この災害で学ぶべき教訓は何か、専門家が解説します。

「温帯低気圧になったから危険は去った」は大間違い

 台風被害といえば、九州や沖縄のイメージが強いですが、北日本でも風速50m/sを超える強い台風に見舞われた過去があり、洞爺丸台風もその一つ。50m/sを超える風速は、東京や名古屋では観測されたことがありません。

 この台風は、北海道へ近づくにつれて温帯低気圧に変化し、かえって発達しました。台風というのは、熱帯で発生して北上。その後のパターンとしては大きく3つが考えられます。1つはそのまま衰弱する。2つ目が温帯低気圧に変化し、衰弱。そして3つ目が、温帯低気圧に変わって、強くなる(再発達する)。この3つ目の変化が日本付近で起こったのが、洞爺丸台風です。

 なお、台風が再発達する際の特徴の一つが、その過程でスピードが上がり、発達し切ると遅くなること。洞爺丸台風は、最高時速が100km以上でした。
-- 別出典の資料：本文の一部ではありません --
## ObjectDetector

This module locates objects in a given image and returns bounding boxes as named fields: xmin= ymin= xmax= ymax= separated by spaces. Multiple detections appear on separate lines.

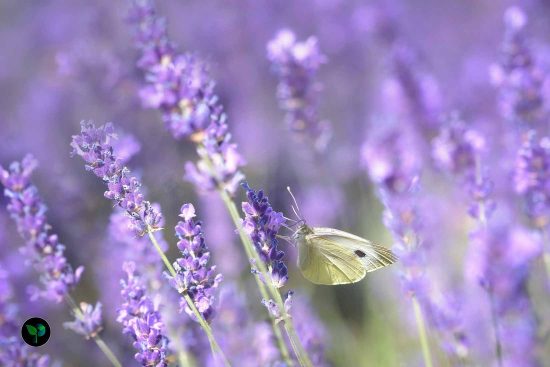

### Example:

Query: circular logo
xmin=21 ymin=317 xmax=50 ymax=347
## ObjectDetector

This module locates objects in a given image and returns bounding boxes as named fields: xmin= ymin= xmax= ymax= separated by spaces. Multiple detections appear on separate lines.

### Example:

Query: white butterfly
xmin=287 ymin=188 xmax=397 ymax=285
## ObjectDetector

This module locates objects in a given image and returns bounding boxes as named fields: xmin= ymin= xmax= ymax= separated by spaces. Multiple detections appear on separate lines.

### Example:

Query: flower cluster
xmin=242 ymin=182 xmax=288 ymax=288
xmin=432 ymin=116 xmax=495 ymax=220
xmin=131 ymin=0 xmax=245 ymax=194
xmin=0 ymin=266 xmax=51 ymax=367
xmin=63 ymin=302 xmax=103 ymax=339
xmin=466 ymin=223 xmax=542 ymax=366
xmin=0 ymin=156 xmax=84 ymax=302
xmin=432 ymin=115 xmax=485 ymax=174
xmin=514 ymin=130 xmax=550 ymax=228
xmin=167 ymin=204 xmax=222 ymax=321
xmin=362 ymin=123 xmax=468 ymax=358
xmin=491 ymin=7 xmax=546 ymax=127
xmin=71 ymin=122 xmax=161 ymax=234
xmin=117 ymin=262 xmax=168 ymax=367
xmin=267 ymin=29 xmax=331 ymax=150
xmin=362 ymin=128 xmax=425 ymax=294
xmin=383 ymin=40 xmax=441 ymax=136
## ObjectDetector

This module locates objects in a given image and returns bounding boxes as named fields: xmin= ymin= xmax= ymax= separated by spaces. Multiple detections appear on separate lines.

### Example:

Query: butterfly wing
xmin=308 ymin=227 xmax=397 ymax=272
xmin=298 ymin=235 xmax=367 ymax=285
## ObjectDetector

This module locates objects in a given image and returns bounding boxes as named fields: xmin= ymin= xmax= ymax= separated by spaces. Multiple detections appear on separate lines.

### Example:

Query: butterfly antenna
xmin=286 ymin=186 xmax=303 ymax=219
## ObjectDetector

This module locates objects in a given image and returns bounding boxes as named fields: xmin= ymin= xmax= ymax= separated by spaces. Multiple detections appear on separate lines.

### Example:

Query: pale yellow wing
xmin=307 ymin=227 xmax=397 ymax=272
xmin=298 ymin=235 xmax=367 ymax=285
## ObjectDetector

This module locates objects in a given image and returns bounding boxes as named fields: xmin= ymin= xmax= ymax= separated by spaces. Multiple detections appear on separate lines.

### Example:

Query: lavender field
xmin=0 ymin=0 xmax=550 ymax=367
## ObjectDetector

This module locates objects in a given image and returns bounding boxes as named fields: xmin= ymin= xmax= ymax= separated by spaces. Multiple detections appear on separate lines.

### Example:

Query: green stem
xmin=475 ymin=156 xmax=502 ymax=366
xmin=147 ymin=228 xmax=231 ymax=366
xmin=412 ymin=296 xmax=432 ymax=367
xmin=65 ymin=294 xmax=122 ymax=367
xmin=218 ymin=189 xmax=312 ymax=367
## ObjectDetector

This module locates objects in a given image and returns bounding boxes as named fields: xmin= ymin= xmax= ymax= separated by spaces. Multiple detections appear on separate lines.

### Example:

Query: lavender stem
xmin=65 ymin=294 xmax=122 ymax=367
xmin=218 ymin=190 xmax=312 ymax=367
xmin=147 ymin=227 xmax=231 ymax=367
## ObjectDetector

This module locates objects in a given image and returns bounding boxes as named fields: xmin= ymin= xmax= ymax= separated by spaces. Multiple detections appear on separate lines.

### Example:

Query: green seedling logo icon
xmin=21 ymin=317 xmax=50 ymax=347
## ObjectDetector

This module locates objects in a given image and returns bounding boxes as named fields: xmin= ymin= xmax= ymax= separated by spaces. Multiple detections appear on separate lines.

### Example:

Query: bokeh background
xmin=0 ymin=0 xmax=550 ymax=366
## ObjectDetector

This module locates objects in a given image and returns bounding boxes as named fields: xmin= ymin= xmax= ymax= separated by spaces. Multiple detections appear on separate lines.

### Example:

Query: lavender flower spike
xmin=267 ymin=29 xmax=330 ymax=150
xmin=170 ymin=204 xmax=222 ymax=321
xmin=63 ymin=302 xmax=103 ymax=339
xmin=117 ymin=262 xmax=168 ymax=367
xmin=130 ymin=0 xmax=245 ymax=195
xmin=514 ymin=130 xmax=550 ymax=229
xmin=242 ymin=182 xmax=288 ymax=288
xmin=71 ymin=122 xmax=161 ymax=235
xmin=491 ymin=6 xmax=547 ymax=127
xmin=0 ymin=155 xmax=84 ymax=302
xmin=0 ymin=264 xmax=51 ymax=367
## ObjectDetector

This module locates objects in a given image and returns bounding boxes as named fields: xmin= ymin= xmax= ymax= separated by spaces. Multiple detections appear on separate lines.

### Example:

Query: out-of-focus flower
xmin=117 ymin=262 xmax=168 ymax=367
xmin=491 ymin=6 xmax=547 ymax=128
xmin=383 ymin=43 xmax=442 ymax=136
xmin=432 ymin=116 xmax=495 ymax=221
xmin=130 ymin=0 xmax=245 ymax=194
xmin=169 ymin=204 xmax=222 ymax=321
xmin=362 ymin=122 xmax=469 ymax=358
xmin=432 ymin=115 xmax=485 ymax=174
xmin=71 ymin=122 xmax=161 ymax=235
xmin=0 ymin=155 xmax=84 ymax=302
xmin=465 ymin=224 xmax=541 ymax=366
xmin=267 ymin=29 xmax=331 ymax=150
xmin=0 ymin=265 xmax=50 ymax=367
xmin=514 ymin=130 xmax=550 ymax=228
xmin=63 ymin=302 xmax=103 ymax=339
xmin=208 ymin=283 xmax=280 ymax=367
xmin=242 ymin=183 xmax=288 ymax=288
xmin=294 ymin=297 xmax=329 ymax=366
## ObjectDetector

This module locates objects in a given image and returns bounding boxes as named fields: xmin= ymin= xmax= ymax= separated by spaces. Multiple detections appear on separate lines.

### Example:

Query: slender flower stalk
xmin=0 ymin=155 xmax=84 ymax=303
xmin=362 ymin=125 xmax=469 ymax=366
xmin=434 ymin=119 xmax=540 ymax=366
xmin=242 ymin=183 xmax=312 ymax=366
xmin=0 ymin=265 xmax=52 ymax=367
xmin=0 ymin=155 xmax=121 ymax=367
xmin=117 ymin=262 xmax=169 ymax=367
xmin=491 ymin=6 xmax=548 ymax=129
xmin=169 ymin=204 xmax=222 ymax=321
xmin=71 ymin=122 xmax=229 ymax=365
xmin=267 ymin=29 xmax=331 ymax=151
xmin=514 ymin=130 xmax=550 ymax=281
xmin=126 ymin=0 xmax=311 ymax=365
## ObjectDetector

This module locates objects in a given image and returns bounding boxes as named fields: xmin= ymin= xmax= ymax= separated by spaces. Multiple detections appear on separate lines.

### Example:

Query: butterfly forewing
xmin=299 ymin=236 xmax=366 ymax=285
xmin=307 ymin=227 xmax=397 ymax=272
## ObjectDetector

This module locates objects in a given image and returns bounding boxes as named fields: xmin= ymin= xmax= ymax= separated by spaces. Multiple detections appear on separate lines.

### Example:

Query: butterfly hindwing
xmin=299 ymin=235 xmax=366 ymax=285
xmin=308 ymin=227 xmax=397 ymax=272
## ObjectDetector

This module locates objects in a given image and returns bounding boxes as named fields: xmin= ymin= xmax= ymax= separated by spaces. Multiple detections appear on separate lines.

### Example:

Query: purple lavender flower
xmin=207 ymin=283 xmax=280 ymax=367
xmin=169 ymin=204 xmax=222 ymax=321
xmin=0 ymin=265 xmax=50 ymax=367
xmin=267 ymin=29 xmax=331 ymax=150
xmin=242 ymin=182 xmax=288 ymax=290
xmin=0 ymin=155 xmax=84 ymax=302
xmin=491 ymin=7 xmax=547 ymax=127
xmin=432 ymin=116 xmax=495 ymax=220
xmin=466 ymin=226 xmax=541 ymax=366
xmin=362 ymin=126 xmax=468 ymax=358
xmin=131 ymin=0 xmax=245 ymax=194
xmin=71 ymin=122 xmax=161 ymax=235
xmin=63 ymin=302 xmax=103 ymax=339
xmin=292 ymin=298 xmax=329 ymax=366
xmin=514 ymin=130 xmax=550 ymax=228
xmin=117 ymin=262 xmax=168 ymax=367
xmin=432 ymin=115 xmax=485 ymax=174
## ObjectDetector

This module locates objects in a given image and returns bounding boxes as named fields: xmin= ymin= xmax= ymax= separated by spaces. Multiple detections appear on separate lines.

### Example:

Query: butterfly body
xmin=293 ymin=224 xmax=397 ymax=285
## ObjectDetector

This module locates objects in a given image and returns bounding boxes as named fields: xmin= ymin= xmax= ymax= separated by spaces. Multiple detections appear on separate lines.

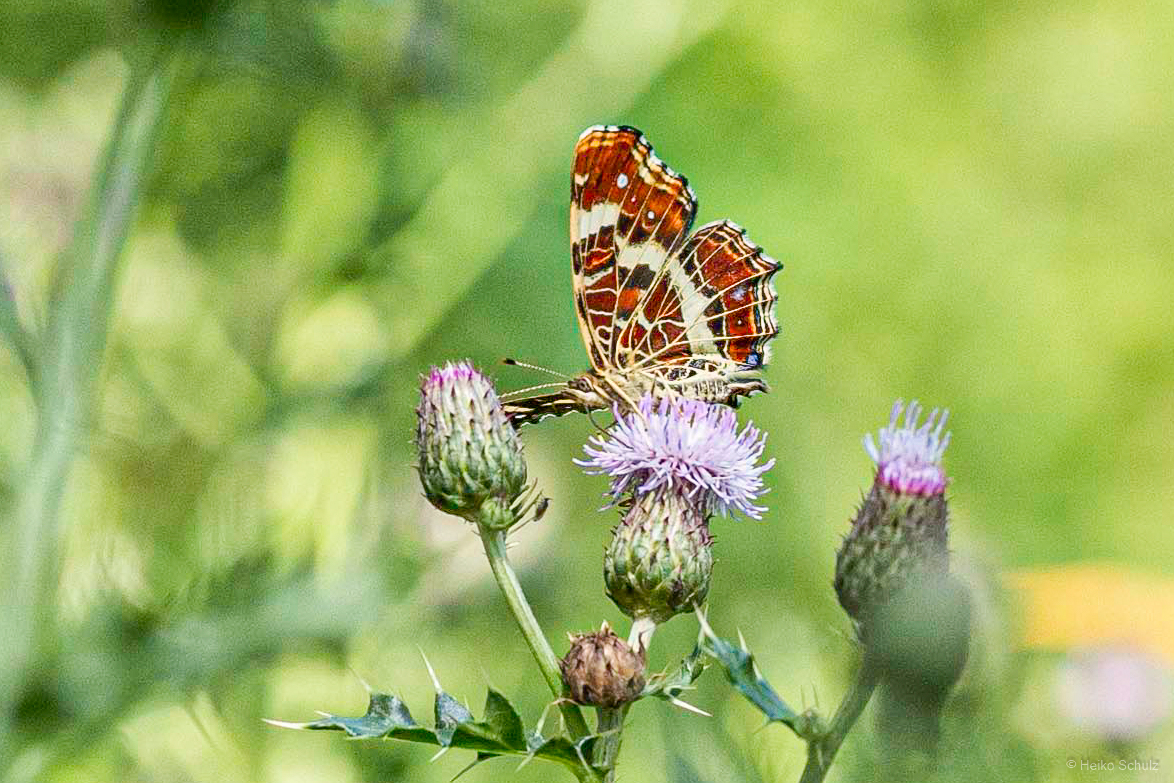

つまり、そうした特徴を持つ台風の場合、場所によっては逃げ遅れるうえに長時間暴風に見舞われることになります。

 また、台風には個性があることも知っておかねばなりません。洞爺丸台風は中心付近で風が強く吹きました。対して、「りんご台風」と呼ばれる1991年19号のときは、中心から200〜300km離れた場所が強風に見舞われました。北海道の真上を通過した19号ですが、大きな強風被害を受けたのは青森だったのです。

 洞爺丸台風などの再発達する台風から学ぶべきは、「温帯低気圧=弱まった」と、安心しないこと。弱まることもありますが、より一層の注意が必要な可能性もあります。また、台風の中心がどこを通るかだけでなく、「どこを通ってどこで強風が吹くか」を意識する必要があります。

藤部 文昭(首都大学東京 都市環境学部 地理環境学科 特任教授 博士(理学))
藤部 文昭
首都大学東京 都市環境学部 地理環境学科 特任教授 博士(理学)
研究分野は気象学・気候学で、過去には気象庁気象研究所に在籍。現在は首都大学東京で教鞭を執りながら、研究を続けている。研究テーマは地球温暖化や都市化による気温・降水の変化、熱中症や低温死と気象との関係など。